The Tanzeem-e-Islami, which he formed in 1975, is an “Islamic revolutionary party whose goal is to establish the system of social justice of the Caliphate [Islamic state] firstly in Pakistan and then in the whole world.”
In his booklet Khalifah in Pakistan: What, Why and How?, he outlined the three principles of his ideal state: “(1) Sovereignty belongs to Almighty Allah alone; (2) No legislation can be done at any level that is totally or partially repugnant to Koran and Sunnah, and; (3) Full citizenship of the state is for the Muslims only.”
Another of his books repeats the Jewish conspiracy theories popular among neo-Nazis, claiming that Jews have “a deeply ingrained tendency to conspire and to maneuver things surreptitiously for their own gain.”
The Jews exert a “wicked web of control and exploitation” through their ownership of banks, insurance companies and stock exchanges, he claims.
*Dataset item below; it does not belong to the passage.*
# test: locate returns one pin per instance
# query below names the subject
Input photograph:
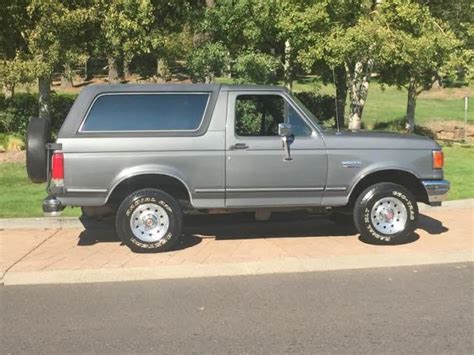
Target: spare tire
(37, 135)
He compares Jews to parasites, calls the Holocaust “Divine punishment” and foresees the “total extermination” of Jews at the hands of Muslims.
“Let us say some young, impressionable extremists in Canada were to read that,” said Bernie Farber, executive director of the Canadian Jewish Congress and a court-recognized expert on hate literature.
“Who am I or you to say that they’re not going to take the actions suggested in these writings? It’s pernicious and it’s potentially very dangerous.”
Read passages of Dr. Ahmad’s writings, Mr. Farber called it “anti-Semitic garbage” that he said “adds to the concerns that we’ve been expressing for years, that anti-Semitism that is injected into the minds of young people here in Canada can potentially have very dangerous effects.”
A 43-year-old school bus driver known for his fiery sermons, Mr. Jamal had been under scrutiny by the Canadian Security Intelligence Service for the past two years, his wife said in a posting on her blog.
“We knew they were asking our friends and their parents about us, even telling them that Abdul Qayyum was recruiting teens for jihad, but everyone knew this was untrue,” she said.
“We knew they were tapping our phones and watching our every move.”
Liberal MP Wajid Khan has said he once heard Mr. Jamal claim that Canadian troops were only in Afghanistan “to rape Muslim women.”
Mr. Jamal’s exact role in the group accused of plotting to detonate truck bombs in downtown Toronto and behead hostages on Parliament Hill until Canada withdrew from Afghanistan and released Muslim prisoners has not yet been disclosed.
But he has been charged with three counts under the Anti-terrorism Act: participating in a terrorist group, training for terrorism and intent to cause an explosion.
His bail hearing is scheduled to resume this month.